Er ist der Sohn von Albrecht IV. von Habsburg, Herzog von Österreich. Als dieser 1404 starb war Albrecht sieben Jahre alt.
Während seiner Minderjährigkeit verwalteten seine drei Oheime, zuerst Wilhelm der Artige (bis 1405), dann Herzog Leopold der Dicke und zuletzt Ernst der Eiserne von Steiermark, unter fortwährenden Streitigkeiten seine Erblande. Erst der plötzliche Tod Leopolds ermöglichte seinen Regierungsantritt 1411.
14 Jahre alt, durch Andreas Blank, spätern Bischof von Freising, und den biedern Reinprecht von Walse trefflich erzogen, übernahm er 1411 selbst die Regierung und ward vom Kaiser Siegmund zum Gemahl seiner Tochter und Erbin Elisabeth bestimmt.
Im Jahre 1421 heiratete er Elisabeth von Böhmen, die Tochter von Kaiser Sigismund. Deren Kinder waren Ladislaus Posthumus (* 22. Februar1440), der König von Ungarn und Böhmen wurde, und Anna von Österreich.
Er unterstützte den deutschen Kaiser Sigismund in seinen Problemen mit den Hussiten, was die österreichischen Länder in diese Kämpfe mit hineinzog: vor allem die Gebiete nördlich der Donau wurden daraufhin bis in die 1430-er Jahre von marodierenden Kampfverbänden heimgesucht. Auch versuchte er dem Hussitismus durch die kirchentreue Melker Reform zu begegnen. 1423 wurde er er zur Belohnung mit Mähren belehnt. Juden und Ketzer verfolgte er mit fanatischem Hass. Die großangelegte Vertreibung und Ermordung der Wiener Juden1420/21 geht nicht zuletzt auf seine Initiative zurück. Sigismund designierte Albrecht II. zu seinem Nachfolger.
Kaiser Sigismund starb 1437 und Albrecht wurde am 1. Januar1438 als König von Ungarn gekrönt. Er wurde sechs Monate später ebenfalls als König von Böhmen gekrönt, konnte aber nicht Besitz des Landes nehmen. Böhmen und deren polnische Verbündeten bekriegten ihn in der Zeit, wo er am 18. März1438 in Frankfurt am Main zum deutschen König erwählt wurde. Er berief einen Reichstag und schloss sich der kurfürstlichen Neutralität im Streit zwischen dem Papst und dem Basler Konzil an. Doch hinderten ihn Türkenkriege und Unruhen in Ungarn, sich um Reichsangelegenheiten zu kümmern.
Als "Dreifachkönig" nahm er bereits eine ähnliche Stellung ein, wie sie die Habsburger in späterer Zeit innehatten, bei ihm war sie jedoch lediglich von den Luxemburgern geerbt und daher vorerst noch ephemer. Immerhin begann mit ihm die über Jahrhunderte dauernde Regierungszeit des Heiligen Römischen Reiches durch die Habsburger.
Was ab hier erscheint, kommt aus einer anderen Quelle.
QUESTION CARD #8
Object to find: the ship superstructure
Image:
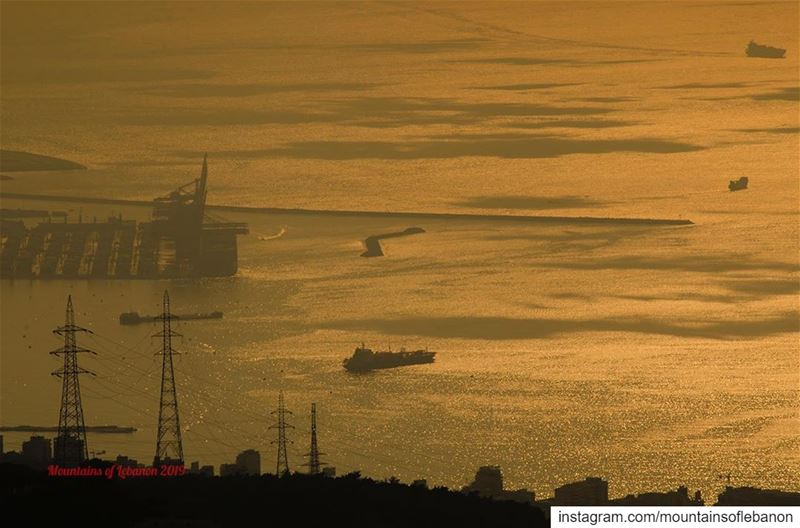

Albrecht II. starb am 17. (27.?) Oktober 1439 zu Neszmély (auch Langendorf). Er wurde in Stuhlweissenburg (Székesfehérvár) begraben.
Kurz, Österreich unter König Albrecht II, (Wien l835, 2 Bde.)
Bernd Schneidmüller/Stefan Weinfurter (Hrsg.): Die deutschen Herrscher des Mittelalters, Historische Porträts von Heinrich I. bis Maximilian I., Verlag C.H. Beck: München 2003, 624 S., 5. Abb., 3 Karten und 7 Stammtafeln.